56 Great Quotes By Alan Greenspan For The Economist In You
I know you think you understand what you thought I said but I'm not sure you realize that what you heard is not what I meant
People don't realize that we cannot forecast the future. What we can do is have probabilities of what causes what, but that's as far as we go. And I've had a very successful career as a forecaster, starting in 1948 forward. The number of mistakes I have made are just awesome. There is no number large enough to account for that.
Finance is wholly different from the rest the economy.
I don't know where the stock market is going, but I will say this, that if it continues higher, this will do more to stimulate the economy than anything we've been talking about today or anything anybody else was talking about.
Any informed borrower is simply less vulnerable to fraud and abuse.
I'm a free-market economist from years and years back, and I've never veered from that.
Increased jobs are the consequence of increased trade. Increasing jobs more than output implies a fall in productivity and standards of living. That surely cannot be our goal.
If somebody had said to me in June or July of 1987, 'We'd like you to become chairman of the Federal Reserve, but you're never allowed to discuss any economics after you leave,' I'd have said, 'Forget it.' What do they want me to do? Become an anthropologist?'
Crony capitalism is essentially a condition in which... public officials are giving favours to people in the private sector in payment of political favours.
Fear and euphoria are dominant forces, and fear is many multiples the size of euphoria. Bubbles go up very slowly as euphoria builds. Then fear hits, and it comes down very sharply. When I started to look at that, I was sort of intellectually shocked. Contagion is the critical phenomenon which causes the thing to fall apart.
The person I liked the best was Gerald R. Ford. He was the most decent man in politics I ever had any relationships with.
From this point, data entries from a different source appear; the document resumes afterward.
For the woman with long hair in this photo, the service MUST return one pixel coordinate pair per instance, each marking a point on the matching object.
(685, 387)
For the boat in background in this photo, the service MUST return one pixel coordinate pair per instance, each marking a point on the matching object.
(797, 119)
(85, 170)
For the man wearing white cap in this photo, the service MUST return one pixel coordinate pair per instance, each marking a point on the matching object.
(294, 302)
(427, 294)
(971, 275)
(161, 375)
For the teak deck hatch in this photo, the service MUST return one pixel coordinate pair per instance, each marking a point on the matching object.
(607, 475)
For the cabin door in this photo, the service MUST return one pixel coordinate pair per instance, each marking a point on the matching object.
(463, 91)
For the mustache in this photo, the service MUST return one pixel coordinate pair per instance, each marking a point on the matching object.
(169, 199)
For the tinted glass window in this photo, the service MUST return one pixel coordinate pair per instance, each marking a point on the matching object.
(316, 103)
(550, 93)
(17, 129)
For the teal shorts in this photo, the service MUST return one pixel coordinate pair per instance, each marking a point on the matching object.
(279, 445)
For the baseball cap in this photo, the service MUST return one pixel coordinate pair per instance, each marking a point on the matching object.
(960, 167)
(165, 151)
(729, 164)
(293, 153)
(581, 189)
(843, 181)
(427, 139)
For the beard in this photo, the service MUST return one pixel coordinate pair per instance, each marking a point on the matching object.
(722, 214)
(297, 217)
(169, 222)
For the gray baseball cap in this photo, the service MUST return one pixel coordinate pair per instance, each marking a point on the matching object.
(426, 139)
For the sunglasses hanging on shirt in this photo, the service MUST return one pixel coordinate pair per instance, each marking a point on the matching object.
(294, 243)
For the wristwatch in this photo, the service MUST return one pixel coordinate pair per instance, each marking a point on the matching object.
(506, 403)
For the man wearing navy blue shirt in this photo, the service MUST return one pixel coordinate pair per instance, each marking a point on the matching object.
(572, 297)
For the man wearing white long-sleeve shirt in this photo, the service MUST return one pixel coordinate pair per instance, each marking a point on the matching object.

An almost hysterical antagonism toward the gold standard is one issue which unites statists of all persuasions. They seem to sense... that gold and economic freedom are inseparable.
Chinese productivity is the highest in the world but the way they do it is by borrowing the technology from abroad, either by joint ventures or other means.
I guess I should warn you, if I turn out to be particularly clear, you've probably misunderstood what I've said.
I always believed in animal spirits. It's not their existence that is new. It's the fact that they are not random events, but actually replicate in-bred qualities of human nature which create those animal spirits.
To succeed, you will soon learn, as I did, the importance of a solid foundation in the basics of education - literacy, both verbal and numerical, and communication skills.
Every economy exists, no matter what the level of democracy, has elements of crony capitalism. It's - given human nature and given the democratic structures, which we all, I assume, adhere to, that is an inevitable consequence.
Unless you are willing to compromise, society cannot live together.
I get so engaged when I have a problem you cannot solve that I just cannot break away from what I am doing - I keep thinking and thinking and cannot stop.
The only way you get economic progress, real standards of living moving higher, is to have the savings of the society continuously invested in the cutting-edge technologies. And those technologies which are obsolescent get dropped out.
One of the problems with hedge funds is that they are changing so rapidly. If you have the balance sheet that closed business last night, by 11 A.M. this morning, that won't tell you very much about what they're doing.
In the absence of the gold standard, there is no way to protect savings from confiscation through inflation. There is no safe store of value.
We really can't forecast all that well, and yet we pretend that we can, but we really can't.
Corruption, embezzlement, fraud, these are all characteristics which exist everywhere. It is regrettably the way human nature functions, whether we like it or not. What successful economies do is keep it to a minimum. No one has ever eliminated any of that stuff.
I have found no greater satisfaction than achieving success through honest dealing and strict adherence to the view that, for you to gain, those you deal with should gain as well.
Whatever you tax, you get less of.
I do not understand where the backing of Bitcoin is coming from. There is no fundamental issue of capabilities of repaying it in anything which is universally acceptable, which is either intrinsic value of the currency or the credit or trust of the individual who is issuing the money, whether it's a government or an individual.
I stated that I'm a libertarian Republican, which means I believe in a series of issues, such as smaller government, constraint on budget deficits, free markets, globalization, and a whole series of other things, including welfare reform.
Most high-income people in our country do not realize that their incomes are being subsidized by their protection from competition from highly skilled people who are prevented from immigrating to the United States. But we need such skills in order to staff our productive economy, so that the standard of living for Americans as a whole can grow.
There is a huge number of people outside our borders who would love to come here. In fact, many of them come here, get well educated, and then are required to leave... This is a factor in income inequality.